There was no debate as the Legislature's Subcommittee to Review Regulations signed off on the rules -- in contrast to drawn-out discussions during and after the 2007 session.
"We've got language that everyone can live with, and that's the reason it was passed today," state Taxation Director Dino DiCianno said after the panel endorsed his agency's rule on the tax deals and a related state Energy Office regulation.
Tuesday's meeting was nothing like its August meeting, when Assembly Speaker Barbara Buckley, D-Las Vegas, argued that businesses seeking sales and property tax breaks had to adhere to criteria for "green construction" buildings set out in the 2007 Legislature's Assembly Bill 621.

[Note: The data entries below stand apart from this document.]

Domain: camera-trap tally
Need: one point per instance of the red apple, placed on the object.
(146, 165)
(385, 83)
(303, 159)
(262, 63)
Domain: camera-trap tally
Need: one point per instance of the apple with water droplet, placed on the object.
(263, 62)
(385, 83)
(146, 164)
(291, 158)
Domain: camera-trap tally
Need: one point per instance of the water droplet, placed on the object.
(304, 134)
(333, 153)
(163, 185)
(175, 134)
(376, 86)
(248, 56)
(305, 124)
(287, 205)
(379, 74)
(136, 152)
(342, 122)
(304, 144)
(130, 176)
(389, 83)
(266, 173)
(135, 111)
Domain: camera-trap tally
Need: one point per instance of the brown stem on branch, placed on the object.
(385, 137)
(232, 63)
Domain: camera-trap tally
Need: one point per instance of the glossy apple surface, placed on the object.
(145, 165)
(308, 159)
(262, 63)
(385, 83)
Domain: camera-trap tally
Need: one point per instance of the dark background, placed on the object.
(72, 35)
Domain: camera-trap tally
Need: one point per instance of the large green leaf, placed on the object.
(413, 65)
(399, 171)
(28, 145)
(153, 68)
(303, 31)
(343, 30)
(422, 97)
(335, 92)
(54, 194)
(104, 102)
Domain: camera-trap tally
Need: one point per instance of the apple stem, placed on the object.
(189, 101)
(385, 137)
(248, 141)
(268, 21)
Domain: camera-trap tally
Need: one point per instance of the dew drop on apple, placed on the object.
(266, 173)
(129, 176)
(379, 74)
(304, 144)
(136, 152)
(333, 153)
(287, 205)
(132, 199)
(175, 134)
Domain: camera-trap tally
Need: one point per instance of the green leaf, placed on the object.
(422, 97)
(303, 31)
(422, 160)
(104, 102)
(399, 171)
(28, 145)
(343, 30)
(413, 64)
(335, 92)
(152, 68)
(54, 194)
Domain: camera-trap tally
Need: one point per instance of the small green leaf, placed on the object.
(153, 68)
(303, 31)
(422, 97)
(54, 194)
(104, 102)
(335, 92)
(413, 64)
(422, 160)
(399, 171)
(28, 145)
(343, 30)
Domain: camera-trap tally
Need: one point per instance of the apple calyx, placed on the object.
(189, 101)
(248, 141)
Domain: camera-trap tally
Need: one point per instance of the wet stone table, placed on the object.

But Senate Commerce and Labor Chairman Randolph Townsend, R-Reno, contended that some companies got opinion letters supporting their building projects from the state Tax Commission before the new law was passed.
Because of their reliance on a 2005 law governing tax breaks for green construction, they should get lower taxes regardless of what was stated in the 2007 law, Townsend said.
In the end, DiCianno said sales tax breaks will go to five companies that sought them after passage of the 2005 law. They include the CityCenter project being built by MGM Mirage, Fontainebleau, The Venetian's Lido-Palazzo projects, the Molasky Corporate Center, and Boyd Gaming's Echelon Place project.
Those projects, all in the Las Vegas area, and any others constructed under the 2007 legislation also are eligible for property tax breaks.